I have 12 lbs of grain overall, I can cut back on the amount of wheat so it’s 50/50 or below and still be around 10 lbs of total grain which should still be more than enough for a good all grain beer. I can’t control the crush since I ordered it pre-crushed. So whatever they give me will be what I get. If it’s really powdery I’ll definitely cut back on the wheat. But if it seems pretty coarsely cracked I may keep it a bit higher. I definitely don’t want a mash that looks like a paper mache paste or oatmeal.

Don’t forget to use a campden tab (1/4 per 5 gallons of strike water).

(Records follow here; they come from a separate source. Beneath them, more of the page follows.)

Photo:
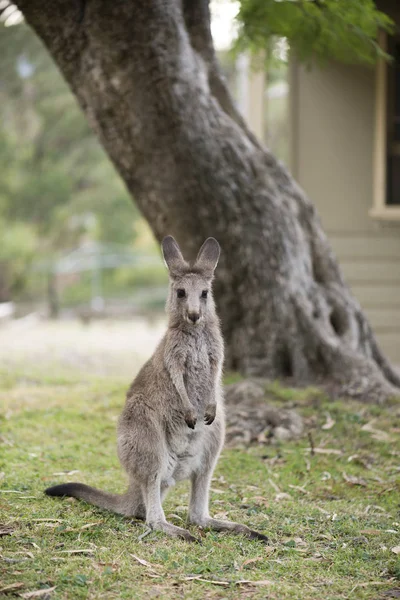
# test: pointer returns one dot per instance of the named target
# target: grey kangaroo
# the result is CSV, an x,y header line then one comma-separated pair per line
x,y
172,426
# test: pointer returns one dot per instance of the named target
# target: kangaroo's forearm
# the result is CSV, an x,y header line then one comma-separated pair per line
x,y
177,380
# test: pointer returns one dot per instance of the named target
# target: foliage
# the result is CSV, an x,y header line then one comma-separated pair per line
x,y
57,184
332,518
320,29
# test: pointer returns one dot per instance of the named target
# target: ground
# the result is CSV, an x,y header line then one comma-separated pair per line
x,y
329,502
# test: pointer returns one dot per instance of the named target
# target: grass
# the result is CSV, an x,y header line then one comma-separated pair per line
x,y
332,517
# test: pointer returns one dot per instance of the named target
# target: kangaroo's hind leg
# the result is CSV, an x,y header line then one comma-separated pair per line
x,y
199,502
155,516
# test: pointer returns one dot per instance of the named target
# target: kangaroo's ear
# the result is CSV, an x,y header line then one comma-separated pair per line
x,y
172,255
208,256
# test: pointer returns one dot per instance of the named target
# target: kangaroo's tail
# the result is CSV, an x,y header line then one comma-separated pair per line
x,y
114,502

There is a compound more prevalent in wheat malt (maybe an acid or a protein?) that can lead to 4-ethylphenol production, and it will come off as the dreaded band-aid phenolic. Certain yeasts are more prone to produce this phenol as well.

I had it once in an American wheat (though it was made with slightly old US-05 and a starter as well), and that was enough for me to buy a $3.95 pack of campden tabs that will likely last me the next 50 brews or so.

Happy guzzlin’ (that’s the best thing IMHO to do with wheats!)

Thanks for the heads up. I always use campden tablets because I use city water and the chloramine gives the beer a licorice/clovey flavor if I don’t. Wheat is certainly not my favorite beer but a lot of my friends have been asking me to make a batch. Hopefully it turns out well, I’ll be brewing this weekend.